CS 6210 Advanced Operating Systems
Homework 2
Due Date: Thursday, April 12, 2001

 
  1. The xFS file system utilizes a number of techniques to build a scalable and fast distributed file system. These include cooperative caching, scalable consistency, log structured writes and RAID. Consider the following scenario in  xFS. A client C's cache is currently full and contains blocks that only exist in this client's memory. C experiences a cache miss and the block needed by it is available in the memory of a single remote client.
    1. Describe the data structures that are accessed by C and other nodes that may be contacted during the processing of its request. Explain how these data structures are maintained.
    2. Describe the messages that are exchanged between nodes to satisfy C's request for the block when it experiences a cache miss.
    3. Discuss the scenarios under which the response time experienced by C is shortest and longest?
    4. Will your answers change if the block for which C experiences the miss is available in multiple client memories? Explain.

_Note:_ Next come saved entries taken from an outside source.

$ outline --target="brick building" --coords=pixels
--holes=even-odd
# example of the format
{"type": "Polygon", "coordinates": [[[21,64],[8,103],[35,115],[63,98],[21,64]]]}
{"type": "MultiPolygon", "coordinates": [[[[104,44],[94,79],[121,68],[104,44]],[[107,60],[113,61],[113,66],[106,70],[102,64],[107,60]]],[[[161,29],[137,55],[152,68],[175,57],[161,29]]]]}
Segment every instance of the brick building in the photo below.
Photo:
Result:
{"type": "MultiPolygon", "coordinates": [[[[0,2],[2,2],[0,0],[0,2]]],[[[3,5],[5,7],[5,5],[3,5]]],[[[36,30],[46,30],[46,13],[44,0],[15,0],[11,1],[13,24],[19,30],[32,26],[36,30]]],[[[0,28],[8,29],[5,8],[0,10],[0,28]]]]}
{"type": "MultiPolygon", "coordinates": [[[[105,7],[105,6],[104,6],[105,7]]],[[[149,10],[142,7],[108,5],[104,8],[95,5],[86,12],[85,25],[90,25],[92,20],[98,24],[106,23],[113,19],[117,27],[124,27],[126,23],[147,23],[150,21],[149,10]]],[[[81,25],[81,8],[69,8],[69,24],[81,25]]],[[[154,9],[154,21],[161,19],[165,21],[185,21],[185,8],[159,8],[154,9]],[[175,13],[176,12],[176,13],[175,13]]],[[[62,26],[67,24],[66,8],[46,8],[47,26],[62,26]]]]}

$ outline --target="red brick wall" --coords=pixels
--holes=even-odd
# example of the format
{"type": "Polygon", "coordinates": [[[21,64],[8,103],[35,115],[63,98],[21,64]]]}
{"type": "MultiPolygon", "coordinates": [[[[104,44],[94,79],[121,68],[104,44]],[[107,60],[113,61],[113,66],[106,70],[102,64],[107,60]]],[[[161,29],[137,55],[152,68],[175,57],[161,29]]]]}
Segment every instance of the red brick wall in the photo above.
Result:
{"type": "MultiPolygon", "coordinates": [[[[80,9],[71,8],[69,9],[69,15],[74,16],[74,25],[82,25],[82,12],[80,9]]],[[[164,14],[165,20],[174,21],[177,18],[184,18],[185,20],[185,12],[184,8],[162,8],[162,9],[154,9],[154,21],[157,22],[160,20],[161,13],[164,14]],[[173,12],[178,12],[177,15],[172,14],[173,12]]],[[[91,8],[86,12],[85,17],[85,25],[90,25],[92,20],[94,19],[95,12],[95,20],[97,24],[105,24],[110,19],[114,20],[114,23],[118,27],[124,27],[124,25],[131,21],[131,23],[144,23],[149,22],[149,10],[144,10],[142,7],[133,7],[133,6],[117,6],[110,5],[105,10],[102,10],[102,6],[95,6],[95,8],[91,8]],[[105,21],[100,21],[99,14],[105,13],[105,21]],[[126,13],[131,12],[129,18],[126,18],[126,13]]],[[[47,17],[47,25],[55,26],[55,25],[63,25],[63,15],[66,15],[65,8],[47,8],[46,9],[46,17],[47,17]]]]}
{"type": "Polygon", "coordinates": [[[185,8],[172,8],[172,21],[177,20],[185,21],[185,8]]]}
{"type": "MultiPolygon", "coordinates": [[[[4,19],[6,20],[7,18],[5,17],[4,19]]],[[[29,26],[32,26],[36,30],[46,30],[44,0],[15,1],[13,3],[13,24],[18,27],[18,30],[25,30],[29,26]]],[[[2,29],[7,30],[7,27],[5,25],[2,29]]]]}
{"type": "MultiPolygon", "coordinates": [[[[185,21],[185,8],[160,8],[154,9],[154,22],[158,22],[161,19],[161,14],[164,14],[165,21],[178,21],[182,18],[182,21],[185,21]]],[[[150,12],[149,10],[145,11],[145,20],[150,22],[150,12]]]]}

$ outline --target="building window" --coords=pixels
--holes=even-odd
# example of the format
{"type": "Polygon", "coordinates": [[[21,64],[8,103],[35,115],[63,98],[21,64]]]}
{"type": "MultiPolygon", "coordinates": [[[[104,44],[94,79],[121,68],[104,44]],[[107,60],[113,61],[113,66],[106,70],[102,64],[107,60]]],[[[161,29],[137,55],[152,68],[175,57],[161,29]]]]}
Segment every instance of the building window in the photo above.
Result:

  2. Distributed shared memory provides strong consistency which is not needed for many applications. For example, dynamic content on the Web can be cached (e.g., CNN home page which is frequently updated).  If a page containing dynamic information is cached, a time-to-live (TTL) field can be associated with it. A client cache refresh the page when its TTL expires. This approach, which differs from the invalidation based approach of DSM, could allow clients to access stale data but requires no synchronous invalidations. Consider a web server that services m clients between consecutive updates to the data in the page. These clients perform a total of n reads of this data (assume n >> m). Furthermore, assume that the TTL expiration time is 1/k of the average time between updates to the page. Is it possible to compute the average number of messages in this system for the invalidation based protocol that provides strong consistency, and the TTL based scheme? If yes, how do the message costs compare? If stale data can be tolerated, the TTL time may be greater than the time between updates. In this case, how will the message costs compare? Explain your answer.
  3. The continuity constrain that we discussed in class for multimedia systems only considered the time that is required to switch streams and move data from disk to the buffers that are accessed by the recording/displaying device.  If the device is attached to a remote node, the data has to be transferred over the network and processed by the CPU before it can be accessed by the device. Develop a model that allows you to derive a continuity constraint that accounts for the disk, network and CPU resources that are utilized by the multimedia application. Feel free to make simplifying assumptions when necessary.
  4. We discussed a network packet scheduler that schedules packets based on their expected delay (e.g., packet with minimum value for delay is scheduled next). The paper states that this algorithm is also called a time-stamp based scheme. Explain why scheduling based on time-stamp of packet arrival is equivalent to this algorithm.
  5. The Internal Revenue Service (IRS) is encouraging people to file their taxes over the Internet. Assume a client-server architecture where tax filers are clients and the requests are handled by the IRS server. Clearly, the server needs to be scalable as it must handle a large number of requests around April 15. You have been asked to design such a server. It should be possible to increase the capacity of the server as demand for its services increases. Also, the server must be highly available and should reliably maintain information about tax returns. Develop a cluster based architecture to implement the IRS server. You should decompose the service functionality and discuss where it can be executed in the cluster. You should also address availability, load balancing and data integrity issues. Discuss the strengths and weaknesses of your design.